The Advanced Photon Source
a U.S. Department of Energy Office of Science User Facility

Completing the APS Upgrade: Our Path Forward

Don’t look now, but we’re only about 200 days away from the start of the APS Upgrade installation period. In April 2023, the APS will go dark for a year as we remove the original electron storage ring and replace it with a brand new one. As you can imagine, it’s an exciting time for the team. The project is now 73 percent complete, with many components delivered and accepted.

This great progress has been made in spite of ongoing challenges presented by the COVID-19 pandemic and subsequent supply chain disruptions. That is in large part due to the tenacity and resourcefulness of our team and our colleagues from across the lab, particularly Argonne Procurement. Everyone working on this project has consistently found innovative ways to help our partners during these uncertain times, all while working diligently and safely every single day.
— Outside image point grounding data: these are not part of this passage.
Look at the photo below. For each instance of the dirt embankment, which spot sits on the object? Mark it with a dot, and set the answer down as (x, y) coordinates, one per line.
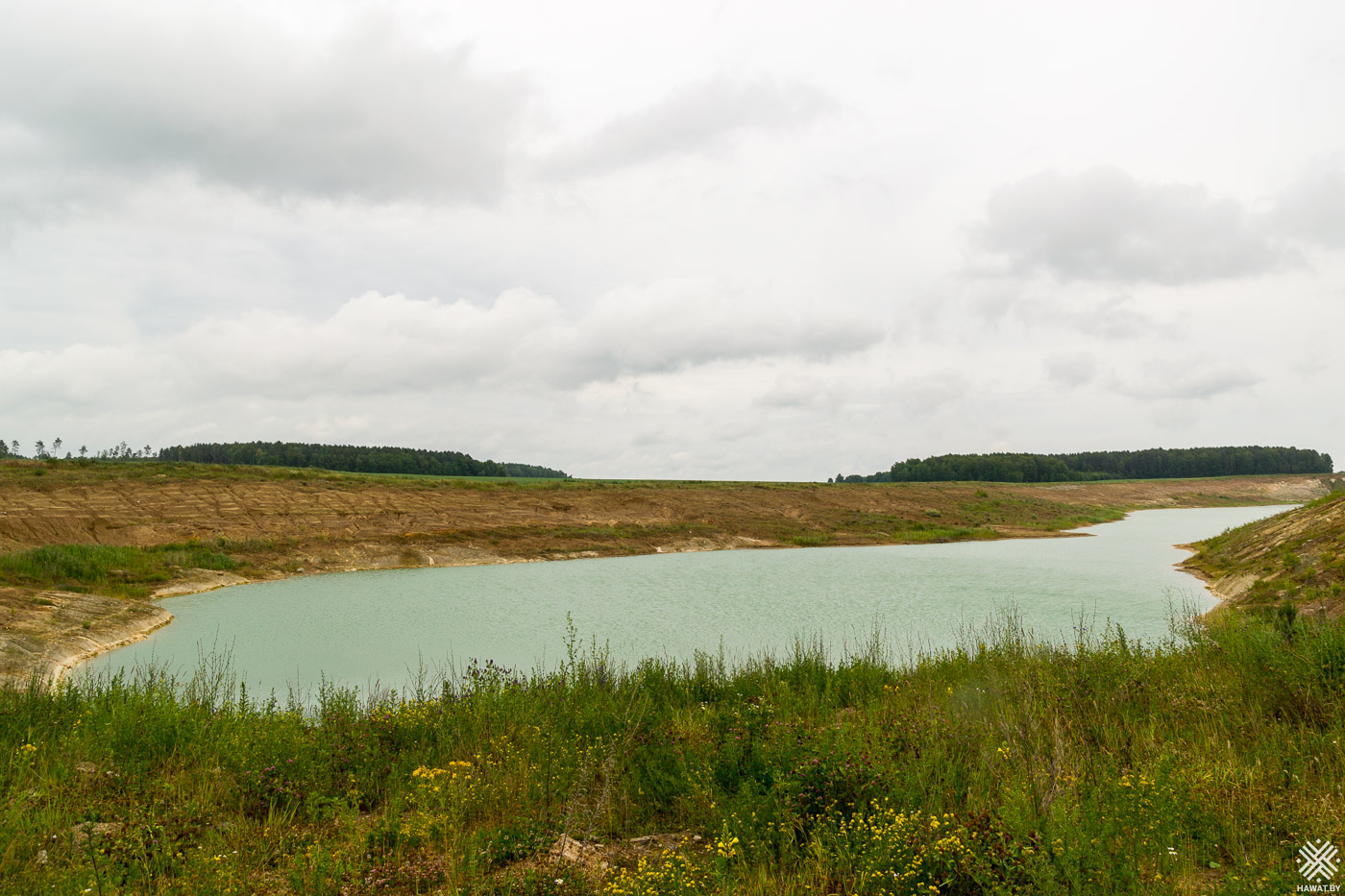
(1295, 557)
(282, 522)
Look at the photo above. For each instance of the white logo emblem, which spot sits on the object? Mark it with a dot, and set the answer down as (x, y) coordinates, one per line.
(1318, 860)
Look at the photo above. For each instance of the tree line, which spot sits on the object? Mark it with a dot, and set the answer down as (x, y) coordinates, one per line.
(40, 451)
(1153, 463)
(353, 459)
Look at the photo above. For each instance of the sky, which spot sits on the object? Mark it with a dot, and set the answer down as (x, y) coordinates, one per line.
(697, 240)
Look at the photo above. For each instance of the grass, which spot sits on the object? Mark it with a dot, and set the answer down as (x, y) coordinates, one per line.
(127, 572)
(1005, 765)
(1293, 566)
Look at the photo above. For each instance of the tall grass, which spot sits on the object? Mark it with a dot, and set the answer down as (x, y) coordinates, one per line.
(1004, 765)
(111, 569)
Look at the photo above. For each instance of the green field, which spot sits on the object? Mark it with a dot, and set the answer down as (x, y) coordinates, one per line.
(1004, 765)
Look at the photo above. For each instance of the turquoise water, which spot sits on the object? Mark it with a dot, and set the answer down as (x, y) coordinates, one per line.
(379, 627)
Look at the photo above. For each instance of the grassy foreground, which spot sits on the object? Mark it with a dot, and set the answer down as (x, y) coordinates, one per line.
(1001, 767)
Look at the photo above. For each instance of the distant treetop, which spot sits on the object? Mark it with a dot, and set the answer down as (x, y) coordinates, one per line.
(1153, 463)
(353, 459)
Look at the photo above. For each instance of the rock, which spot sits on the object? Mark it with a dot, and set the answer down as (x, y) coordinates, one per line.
(569, 849)
(98, 831)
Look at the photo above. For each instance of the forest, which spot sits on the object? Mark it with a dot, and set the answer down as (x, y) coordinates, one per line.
(1153, 463)
(353, 459)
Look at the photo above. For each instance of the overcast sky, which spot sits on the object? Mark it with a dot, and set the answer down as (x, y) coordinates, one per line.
(693, 240)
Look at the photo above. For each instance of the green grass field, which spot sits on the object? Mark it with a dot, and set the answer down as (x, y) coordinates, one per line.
(1005, 765)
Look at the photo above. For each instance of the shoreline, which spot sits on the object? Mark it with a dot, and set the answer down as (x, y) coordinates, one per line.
(58, 668)
(484, 559)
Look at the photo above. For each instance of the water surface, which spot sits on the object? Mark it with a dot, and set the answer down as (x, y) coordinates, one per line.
(365, 627)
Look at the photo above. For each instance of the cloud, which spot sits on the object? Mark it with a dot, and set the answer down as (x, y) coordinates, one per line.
(701, 117)
(1103, 225)
(1186, 379)
(1313, 207)
(367, 114)
(1071, 370)
(392, 345)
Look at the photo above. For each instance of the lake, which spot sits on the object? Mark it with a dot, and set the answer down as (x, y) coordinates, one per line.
(365, 627)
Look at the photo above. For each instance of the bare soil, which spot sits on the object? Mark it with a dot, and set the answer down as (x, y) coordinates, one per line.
(282, 522)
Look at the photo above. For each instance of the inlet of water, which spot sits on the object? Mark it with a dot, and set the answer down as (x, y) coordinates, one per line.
(365, 627)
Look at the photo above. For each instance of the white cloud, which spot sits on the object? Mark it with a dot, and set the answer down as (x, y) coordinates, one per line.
(1105, 225)
(131, 91)
(697, 118)
(1313, 207)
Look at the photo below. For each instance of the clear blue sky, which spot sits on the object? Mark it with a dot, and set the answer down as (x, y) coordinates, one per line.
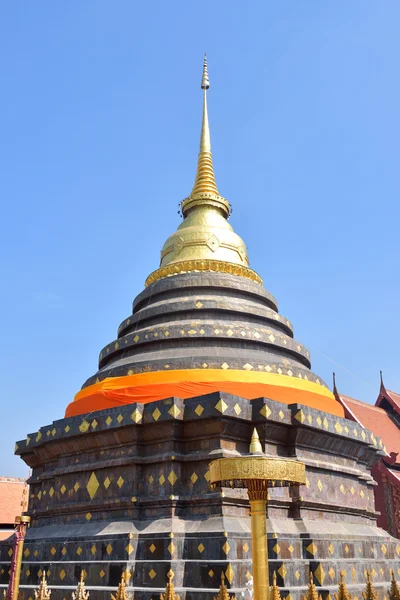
(100, 110)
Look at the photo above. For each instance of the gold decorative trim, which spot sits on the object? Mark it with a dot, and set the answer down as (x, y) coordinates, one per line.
(217, 266)
(279, 470)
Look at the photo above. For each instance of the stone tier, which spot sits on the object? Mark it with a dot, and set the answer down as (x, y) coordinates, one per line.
(204, 321)
(128, 489)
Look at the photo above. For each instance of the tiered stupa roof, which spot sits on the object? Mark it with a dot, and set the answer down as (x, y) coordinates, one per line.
(204, 322)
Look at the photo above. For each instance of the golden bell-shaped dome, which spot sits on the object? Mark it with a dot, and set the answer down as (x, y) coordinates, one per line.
(205, 240)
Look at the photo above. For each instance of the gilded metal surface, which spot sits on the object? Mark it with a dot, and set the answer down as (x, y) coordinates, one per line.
(80, 592)
(223, 593)
(204, 234)
(279, 471)
(205, 186)
(255, 444)
(170, 589)
(259, 549)
(121, 591)
(43, 592)
(203, 265)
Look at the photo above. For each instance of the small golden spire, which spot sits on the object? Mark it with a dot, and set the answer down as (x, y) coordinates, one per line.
(205, 191)
(255, 444)
(223, 593)
(170, 589)
(312, 592)
(43, 592)
(121, 591)
(81, 593)
(370, 593)
(274, 593)
(394, 592)
(343, 592)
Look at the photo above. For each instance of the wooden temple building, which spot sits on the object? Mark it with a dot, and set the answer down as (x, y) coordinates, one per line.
(121, 484)
(383, 419)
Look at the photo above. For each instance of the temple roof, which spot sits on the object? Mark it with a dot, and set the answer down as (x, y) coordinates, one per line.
(375, 419)
(204, 322)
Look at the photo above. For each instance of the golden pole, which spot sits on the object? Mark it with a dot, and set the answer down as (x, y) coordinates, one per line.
(257, 472)
(22, 523)
(258, 513)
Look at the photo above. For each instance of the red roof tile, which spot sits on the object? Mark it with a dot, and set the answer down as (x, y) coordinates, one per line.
(396, 400)
(11, 496)
(376, 420)
(395, 475)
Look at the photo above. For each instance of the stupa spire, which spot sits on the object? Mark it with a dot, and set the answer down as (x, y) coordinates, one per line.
(205, 191)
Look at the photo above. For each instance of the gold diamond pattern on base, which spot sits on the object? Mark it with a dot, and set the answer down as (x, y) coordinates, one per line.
(156, 414)
(320, 574)
(92, 485)
(172, 477)
(226, 547)
(229, 573)
(312, 548)
(174, 411)
(199, 410)
(265, 411)
(221, 406)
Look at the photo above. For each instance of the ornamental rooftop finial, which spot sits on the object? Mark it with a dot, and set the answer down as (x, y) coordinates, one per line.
(205, 191)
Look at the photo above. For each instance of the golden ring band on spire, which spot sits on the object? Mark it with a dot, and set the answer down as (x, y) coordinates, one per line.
(215, 266)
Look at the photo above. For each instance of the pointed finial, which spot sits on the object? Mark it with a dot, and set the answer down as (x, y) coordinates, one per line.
(343, 592)
(43, 592)
(255, 444)
(274, 593)
(394, 592)
(223, 593)
(80, 592)
(170, 589)
(205, 191)
(370, 593)
(205, 82)
(121, 591)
As preparations for the removal and installation period enter the home stretch, the project is undergoing multiple reviews over the course of late summer and fall to ensure that we’re ready. In August two different groups, both internally called and charged but composed of external colleagues, gave us their assessments and advice as we move forward.
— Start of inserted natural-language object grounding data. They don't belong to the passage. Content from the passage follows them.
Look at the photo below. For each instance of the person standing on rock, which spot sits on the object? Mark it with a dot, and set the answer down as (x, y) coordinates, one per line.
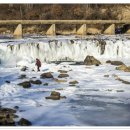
(38, 64)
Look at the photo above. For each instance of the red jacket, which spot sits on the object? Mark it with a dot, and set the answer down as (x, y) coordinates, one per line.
(38, 62)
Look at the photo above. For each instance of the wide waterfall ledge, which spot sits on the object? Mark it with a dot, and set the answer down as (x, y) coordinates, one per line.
(13, 51)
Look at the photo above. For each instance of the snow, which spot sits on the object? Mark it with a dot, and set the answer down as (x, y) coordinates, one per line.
(95, 100)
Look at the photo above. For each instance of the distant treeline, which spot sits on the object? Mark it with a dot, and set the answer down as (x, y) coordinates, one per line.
(63, 11)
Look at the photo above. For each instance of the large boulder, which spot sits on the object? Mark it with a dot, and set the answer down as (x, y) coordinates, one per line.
(24, 122)
(7, 116)
(90, 60)
(123, 68)
(102, 44)
(62, 75)
(73, 82)
(46, 75)
(25, 84)
(62, 71)
(115, 62)
(127, 69)
(55, 96)
(36, 82)
(24, 68)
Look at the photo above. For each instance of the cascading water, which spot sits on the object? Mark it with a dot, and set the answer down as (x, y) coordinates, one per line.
(63, 49)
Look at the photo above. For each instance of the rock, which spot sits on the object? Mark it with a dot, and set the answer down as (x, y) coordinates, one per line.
(63, 97)
(55, 96)
(24, 68)
(59, 89)
(102, 45)
(123, 81)
(115, 62)
(106, 75)
(62, 71)
(74, 82)
(127, 69)
(6, 117)
(46, 75)
(121, 67)
(16, 107)
(54, 93)
(93, 31)
(36, 82)
(25, 84)
(108, 61)
(45, 84)
(120, 90)
(24, 122)
(7, 81)
(7, 110)
(90, 60)
(60, 81)
(63, 75)
(22, 76)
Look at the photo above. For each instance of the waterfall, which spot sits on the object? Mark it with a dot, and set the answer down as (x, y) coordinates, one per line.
(63, 49)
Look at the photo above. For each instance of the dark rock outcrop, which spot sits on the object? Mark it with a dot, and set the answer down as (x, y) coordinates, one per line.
(36, 82)
(62, 71)
(115, 62)
(73, 82)
(90, 60)
(24, 68)
(24, 122)
(60, 81)
(62, 75)
(55, 96)
(123, 68)
(25, 84)
(22, 76)
(7, 116)
(102, 45)
(46, 75)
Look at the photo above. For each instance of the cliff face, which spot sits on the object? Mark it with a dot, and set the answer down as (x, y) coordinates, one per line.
(64, 11)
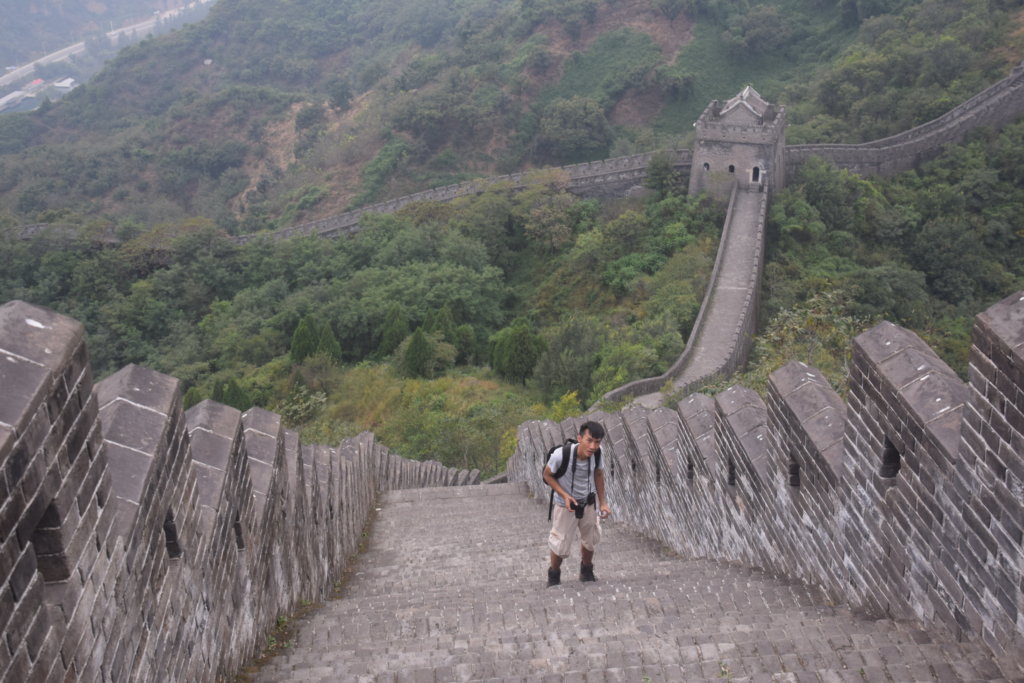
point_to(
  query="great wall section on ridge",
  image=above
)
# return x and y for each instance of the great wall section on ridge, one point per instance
(139, 541)
(906, 501)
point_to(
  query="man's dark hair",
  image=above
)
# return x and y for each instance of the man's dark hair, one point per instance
(593, 428)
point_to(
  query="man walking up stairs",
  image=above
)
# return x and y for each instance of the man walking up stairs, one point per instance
(451, 588)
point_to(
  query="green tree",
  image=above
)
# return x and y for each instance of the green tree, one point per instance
(229, 392)
(417, 358)
(305, 339)
(573, 130)
(515, 349)
(662, 175)
(394, 331)
(571, 353)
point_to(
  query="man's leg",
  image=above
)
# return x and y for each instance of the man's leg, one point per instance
(590, 535)
(559, 542)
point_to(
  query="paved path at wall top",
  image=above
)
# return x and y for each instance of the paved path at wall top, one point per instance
(452, 588)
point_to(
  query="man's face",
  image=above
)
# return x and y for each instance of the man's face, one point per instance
(588, 445)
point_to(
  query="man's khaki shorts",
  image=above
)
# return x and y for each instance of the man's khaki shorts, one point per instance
(563, 528)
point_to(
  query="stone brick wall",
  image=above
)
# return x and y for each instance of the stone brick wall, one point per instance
(145, 543)
(997, 105)
(905, 500)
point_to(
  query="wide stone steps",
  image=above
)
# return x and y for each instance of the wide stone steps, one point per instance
(452, 588)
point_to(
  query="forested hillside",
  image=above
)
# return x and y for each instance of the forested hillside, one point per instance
(444, 326)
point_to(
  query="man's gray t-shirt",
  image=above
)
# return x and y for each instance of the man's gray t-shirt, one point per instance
(580, 486)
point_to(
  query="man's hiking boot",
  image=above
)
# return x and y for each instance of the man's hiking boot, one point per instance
(554, 577)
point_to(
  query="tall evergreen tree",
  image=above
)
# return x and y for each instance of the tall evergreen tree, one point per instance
(515, 350)
(418, 359)
(394, 331)
(305, 339)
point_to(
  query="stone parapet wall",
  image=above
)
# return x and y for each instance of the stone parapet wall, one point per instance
(743, 314)
(905, 500)
(140, 542)
(997, 105)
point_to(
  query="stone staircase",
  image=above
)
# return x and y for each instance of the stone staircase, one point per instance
(451, 587)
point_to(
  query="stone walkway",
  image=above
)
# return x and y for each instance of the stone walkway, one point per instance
(452, 588)
(717, 337)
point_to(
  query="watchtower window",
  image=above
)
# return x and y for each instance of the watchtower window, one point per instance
(171, 537)
(794, 474)
(48, 544)
(891, 461)
(239, 539)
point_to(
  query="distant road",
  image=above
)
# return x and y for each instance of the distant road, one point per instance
(27, 71)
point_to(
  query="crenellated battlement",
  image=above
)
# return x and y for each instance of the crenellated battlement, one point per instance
(905, 500)
(140, 542)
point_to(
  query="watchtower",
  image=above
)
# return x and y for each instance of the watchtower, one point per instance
(738, 141)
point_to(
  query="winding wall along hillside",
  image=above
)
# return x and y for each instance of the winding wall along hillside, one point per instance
(905, 501)
(140, 542)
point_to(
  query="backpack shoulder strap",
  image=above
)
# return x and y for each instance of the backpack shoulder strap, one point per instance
(566, 456)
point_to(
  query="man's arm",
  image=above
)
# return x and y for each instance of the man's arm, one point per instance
(599, 483)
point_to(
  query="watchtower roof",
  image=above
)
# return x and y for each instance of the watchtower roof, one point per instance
(749, 99)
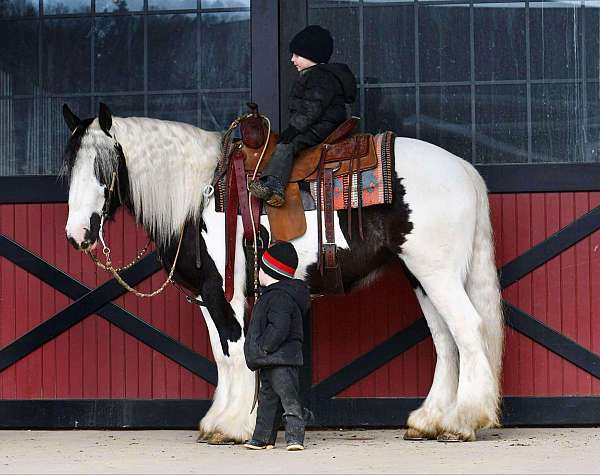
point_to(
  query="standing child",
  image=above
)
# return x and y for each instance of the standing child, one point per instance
(274, 347)
(317, 106)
The first was a Shutdown Preparedness Review. This expert review committee examined 386 pages documenting the current status of the upgrade and our expectations for receiving and accepting components from vendors over the coming months. Despite all the challenges we have seen and addressed as a team, the committee found our plans and mitigations robust.

Our plan remains that the APS user operations will pause on April 17, 2023. After one week of accelerator studies, during which the new APS Upgrade Injection Extraction Timing System (IETS) will be thoroughly tested to remove technical risks from the startup of the new storage ring, the 52-week removal and installation period will start on April 24, 2023.

The second review was conducted by our Experimental Systems Advisory Committee (ESAC), meeting for the first time in slightly over two years. The ESAC’s charge was to look over our methodology for overcoming a cost contingency shortfall, brought on by the ongoing effects of COVID-19 and supply chain disruptions, as well as our initial commissioning plans once the installation is complete. Both of these are difficult and challenging topics, and this committee was well up to the task.

The contingency plan they reviewed was the product of a rigorous methodology and many tough discussions. The short version of the path forward is this: while all infrastructure and potential functionality will be delivered within the project timeline, some capabilities of the upgraded APS will not be reached during initial operation. As an example, the construction of the experiment enclosure for 20-ID-D will continue on schedule, but delivery of the specific instrument meant for that enclosure will be delayed to a future date.

The ESAC confirmed for us that our methodology was strong, and given the circumstances considered it the best way forward for the project. They also encouraged us to be ready to add some of these delayed items back into the current construction plan, should economic conditions change, which we will be more than happy to do.

A full list of the new beamline capabilities that will be available initially and the capabilities that will come online later is available here.

The second phase of the ESAC involved reviewing plans to commission the machine and the beamlines safely. Our goal is to welcome our whole user community back to the APS one year after the shutdown, as effectively as possible.  Having our colleagues review our methodology and share their experiences can only help us do this better. We will share the details of the commissioning plan as it is more fully fleshed out in the coming months, once the input from all upcoming reviews is carefully considered and integrated in our final schedules.

While there is no doubt that large science projects have faced challenges over the past two years, the results of these two reviews confirm that the APS Upgrade has charted a steady path toward the finish line. With the pivotal installation period approaching, we’re even more committed than ever to deliver a world-class facility for scientific discovery, and we’re fortunate to have extraordinary people to help us bring this new machine to life.

Thank you again for your interest in and support of the APS.